Die Arena
hakte Horace' Leine aus, damit er auf den Beifahrersitz springen konnte, setzte sich ans Steuer und versuchte nachzudenken. Sie hatte Rose Twitchell gern, aber Rosie würde diesen langen, qualvollen Tag noch einmal durchhecheln wollen. Und sie würde wissen wollen, was man wegen Dale Barbara unternehmen könne und solle. Sie würde von Julia Ideen erwarten, und Julia hatte keine.
Unterdessen starrte Horace sie an, schien mit gespitzten Ohren und glänzenden Augen zu fragen, wie es jetzt weiterging. Dabei fiel ihr die Frau ein, die ihren Hund verloren hatte: Piper Libby. Piper würde sie aufnehmen und ihr ein Bett geben, ohne sie zuzulabern. Und wenn Julia einigermaßen geschlafen hatte, würde sie vielleicht wieder denken können. Vielleicht sogar etwas planen.

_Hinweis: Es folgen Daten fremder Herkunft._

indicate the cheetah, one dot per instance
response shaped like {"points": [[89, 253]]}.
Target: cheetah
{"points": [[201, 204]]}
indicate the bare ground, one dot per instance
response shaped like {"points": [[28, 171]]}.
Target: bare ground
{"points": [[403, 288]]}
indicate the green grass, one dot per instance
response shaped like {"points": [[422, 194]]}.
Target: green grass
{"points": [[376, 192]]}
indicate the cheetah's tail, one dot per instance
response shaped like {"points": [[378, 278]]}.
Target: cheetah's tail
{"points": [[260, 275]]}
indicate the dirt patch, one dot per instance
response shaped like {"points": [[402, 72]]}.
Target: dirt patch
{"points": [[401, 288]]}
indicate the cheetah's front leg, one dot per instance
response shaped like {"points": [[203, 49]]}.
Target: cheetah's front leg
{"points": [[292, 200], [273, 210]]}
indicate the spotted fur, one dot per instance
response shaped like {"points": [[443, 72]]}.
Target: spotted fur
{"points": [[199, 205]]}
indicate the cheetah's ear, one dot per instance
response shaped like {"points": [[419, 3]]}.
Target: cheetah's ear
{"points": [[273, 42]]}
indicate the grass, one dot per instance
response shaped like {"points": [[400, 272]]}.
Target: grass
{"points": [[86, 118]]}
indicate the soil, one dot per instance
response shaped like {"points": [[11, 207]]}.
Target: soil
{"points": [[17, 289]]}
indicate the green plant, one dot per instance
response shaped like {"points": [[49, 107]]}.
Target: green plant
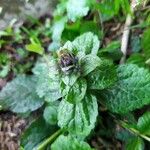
{"points": [[77, 86], [72, 81]]}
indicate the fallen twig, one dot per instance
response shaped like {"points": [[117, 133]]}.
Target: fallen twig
{"points": [[126, 31]]}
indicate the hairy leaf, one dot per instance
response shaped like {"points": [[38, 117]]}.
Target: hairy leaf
{"points": [[87, 43], [50, 113], [69, 143], [135, 144], [77, 9], [76, 92], [143, 124], [89, 63], [47, 80], [103, 76], [80, 118], [35, 133], [132, 90], [19, 95]]}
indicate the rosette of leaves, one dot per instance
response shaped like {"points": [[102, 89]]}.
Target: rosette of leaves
{"points": [[68, 81]]}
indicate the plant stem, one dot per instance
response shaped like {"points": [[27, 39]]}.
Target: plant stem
{"points": [[50, 139]]}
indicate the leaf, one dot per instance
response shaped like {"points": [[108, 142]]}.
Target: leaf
{"points": [[19, 95], [135, 44], [103, 76], [76, 92], [135, 144], [36, 133], [48, 84], [132, 90], [145, 42], [57, 30], [137, 59], [106, 9], [143, 124], [80, 118], [69, 143], [50, 114], [87, 43], [111, 51], [77, 9], [35, 47], [89, 63]]}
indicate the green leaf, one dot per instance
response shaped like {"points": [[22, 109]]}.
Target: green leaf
{"points": [[76, 92], [57, 30], [106, 9], [137, 59], [87, 43], [135, 144], [47, 75], [36, 133], [69, 143], [77, 9], [50, 114], [111, 51], [145, 42], [19, 95], [103, 76], [143, 124], [35, 47], [89, 63], [80, 118], [132, 90], [135, 44]]}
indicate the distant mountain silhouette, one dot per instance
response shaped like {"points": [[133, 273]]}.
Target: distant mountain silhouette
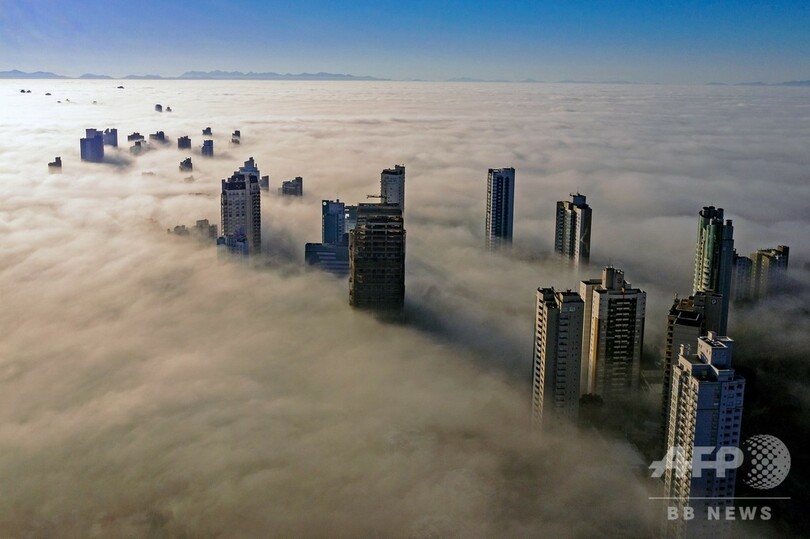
{"points": [[760, 83], [17, 74], [238, 75], [468, 79]]}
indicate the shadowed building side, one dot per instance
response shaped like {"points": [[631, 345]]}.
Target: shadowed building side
{"points": [[377, 258]]}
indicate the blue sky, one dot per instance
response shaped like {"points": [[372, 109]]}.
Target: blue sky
{"points": [[645, 41]]}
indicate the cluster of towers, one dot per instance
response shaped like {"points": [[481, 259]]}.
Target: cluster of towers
{"points": [[572, 233], [367, 242], [590, 342]]}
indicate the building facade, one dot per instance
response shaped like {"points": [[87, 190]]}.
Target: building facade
{"points": [[208, 148], [688, 319], [293, 188], [705, 410], [615, 342], [241, 210], [557, 354], [500, 207], [769, 271], [572, 235], [392, 186], [714, 252], [377, 258], [92, 146], [333, 221]]}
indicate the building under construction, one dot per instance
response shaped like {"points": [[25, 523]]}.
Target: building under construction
{"points": [[377, 258]]}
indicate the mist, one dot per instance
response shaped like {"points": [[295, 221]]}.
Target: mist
{"points": [[149, 388]]}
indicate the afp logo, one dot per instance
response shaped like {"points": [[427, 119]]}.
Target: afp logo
{"points": [[765, 460]]}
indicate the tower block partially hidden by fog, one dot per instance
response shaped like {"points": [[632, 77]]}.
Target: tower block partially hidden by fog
{"points": [[241, 211], [714, 252], [392, 186], [572, 235], [557, 352], [377, 258], [500, 207], [705, 409], [689, 319], [615, 335]]}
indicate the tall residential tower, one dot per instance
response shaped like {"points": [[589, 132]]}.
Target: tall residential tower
{"points": [[616, 334], [392, 186], [705, 409], [557, 352], [377, 258], [241, 211], [572, 236], [500, 207], [714, 252]]}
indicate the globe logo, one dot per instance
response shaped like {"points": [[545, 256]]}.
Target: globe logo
{"points": [[768, 461]]}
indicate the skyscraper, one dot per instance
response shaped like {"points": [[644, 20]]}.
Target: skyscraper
{"points": [[92, 146], [241, 210], [332, 254], [557, 353], [208, 148], [741, 267], [616, 336], [572, 236], [110, 137], [768, 271], [294, 187], [333, 221], [688, 319], [705, 410], [714, 252], [377, 258], [500, 207], [392, 186]]}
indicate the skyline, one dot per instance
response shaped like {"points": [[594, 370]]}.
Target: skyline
{"points": [[687, 43], [148, 382]]}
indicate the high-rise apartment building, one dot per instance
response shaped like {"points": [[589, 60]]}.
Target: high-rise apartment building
{"points": [[714, 252], [688, 319], [705, 410], [241, 210], [557, 354], [332, 254], [392, 186], [572, 236], [110, 137], [92, 146], [500, 207], [377, 258], [616, 335], [350, 220], [768, 271], [293, 188], [208, 148], [741, 267], [333, 221]]}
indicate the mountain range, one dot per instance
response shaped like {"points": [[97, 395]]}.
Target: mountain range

Sie ließ den Motor des Prius an und fuhr zur Congo Church hinauf. Aber das Pfarrhaus war dunkel, und an der Haustür hing ein Zettel. Julia zog die Reißzwecke heraus, nahm den Zettel ins Auto mit und las ihn unter der Deckenleuchte.

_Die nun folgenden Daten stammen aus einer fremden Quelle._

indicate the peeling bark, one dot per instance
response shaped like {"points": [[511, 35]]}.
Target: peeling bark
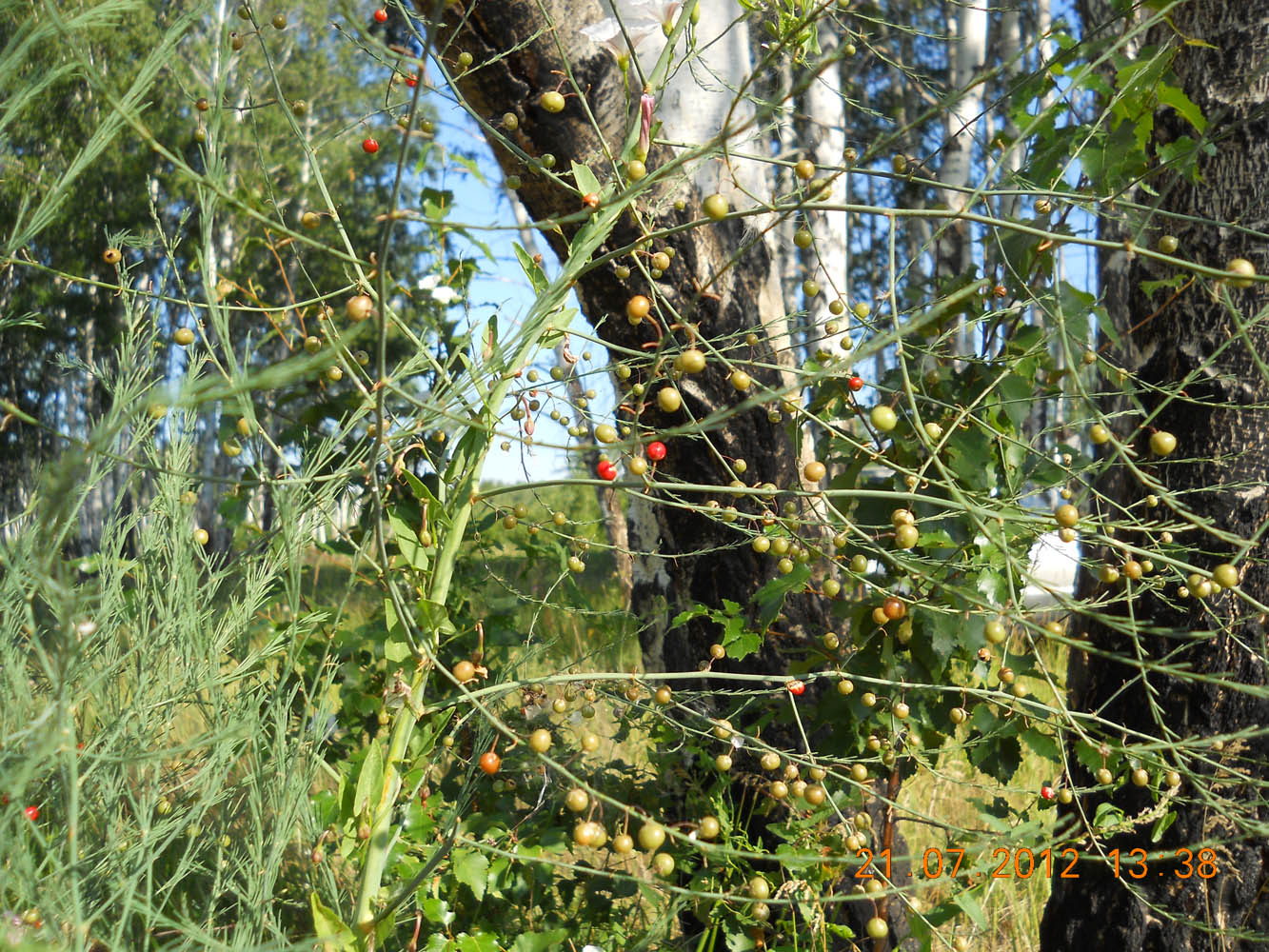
{"points": [[1219, 478]]}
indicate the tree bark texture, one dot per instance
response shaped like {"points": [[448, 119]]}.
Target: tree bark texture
{"points": [[719, 281], [1218, 478]]}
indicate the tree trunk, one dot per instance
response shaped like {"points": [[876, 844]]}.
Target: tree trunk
{"points": [[1222, 51], [719, 281]]}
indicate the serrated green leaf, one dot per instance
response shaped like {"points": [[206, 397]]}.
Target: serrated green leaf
{"points": [[1181, 103], [434, 910], [770, 597], [999, 757], [1043, 744], [688, 615]]}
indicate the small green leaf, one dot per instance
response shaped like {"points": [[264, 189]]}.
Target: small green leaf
{"points": [[688, 615], [532, 270], [407, 543], [585, 179], [1181, 103], [328, 927], [369, 780], [966, 901], [1043, 744], [434, 616], [540, 941], [435, 910], [1161, 825], [1108, 817]]}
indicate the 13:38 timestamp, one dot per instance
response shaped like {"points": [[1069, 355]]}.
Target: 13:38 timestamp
{"points": [[1021, 863]]}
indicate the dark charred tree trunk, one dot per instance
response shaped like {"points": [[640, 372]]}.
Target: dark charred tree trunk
{"points": [[721, 282], [1219, 480]]}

Ich bin ins Krankenhaus gefahren. Dort gab es eine Schießerei. Julia fing wieder an, den wimmernden Klagelaut auszustoßen, aber sobald Horace zu winseln begann, als wollte er einstimmen, riss sie sich zusammen. Sie legte den Rückwärtsgang ein und brachte den Wahlhebel dann lange genug in Stellung P, um den Zettel wieder an die Haustür zu hängen - für den Fall, dass irgendein anderes Gemeindemitglied mit der Last der Welt auf seinen (oder ihren) Schultern vorbeikam, um bei der letzten in The Mill verbliebenen Geistlichen Trost zu suchen.
Wohin jetzt? Doch zu Rosie? Aber Rosie war vielleicht schon im Bett. Ins Krankenhaus? Trotz ihres Schocks und ihrer Erschöpfung hätte Julia sich dazu gezwungen, dorthin zu fahren, wenn es einen Zweck erfüllt hätte. Aber nun gab es keine Zeitung mehr, die über das Geschehen im Krankenhaus berichten konnte, und somit keinen Grund, sich neuen Schrecken auszusetzen.
Sie stieß rückwärts aus der Einfahrt und fuhr den Town Common Hill hinauf, ohne ein bestimmtes Ziel zu haben, bis sie die Prestile Street erreichte. Drei Minuten später parkte sie in Andrea Grinnells Einfahrt. Aber auch dieses Haus war dunkel. Auf ihr leises Klopfen hin antwortete niemand. Da sie nicht wissen konnte, dass Andrea oben in ihrem Bett lag und erstmals fest schlief, seit sie ihre Tabletten abgesetzt hatte, vermutete Julia, sie sei bei ihrem Bruder Dougie oder übernachte bei einer Freundin.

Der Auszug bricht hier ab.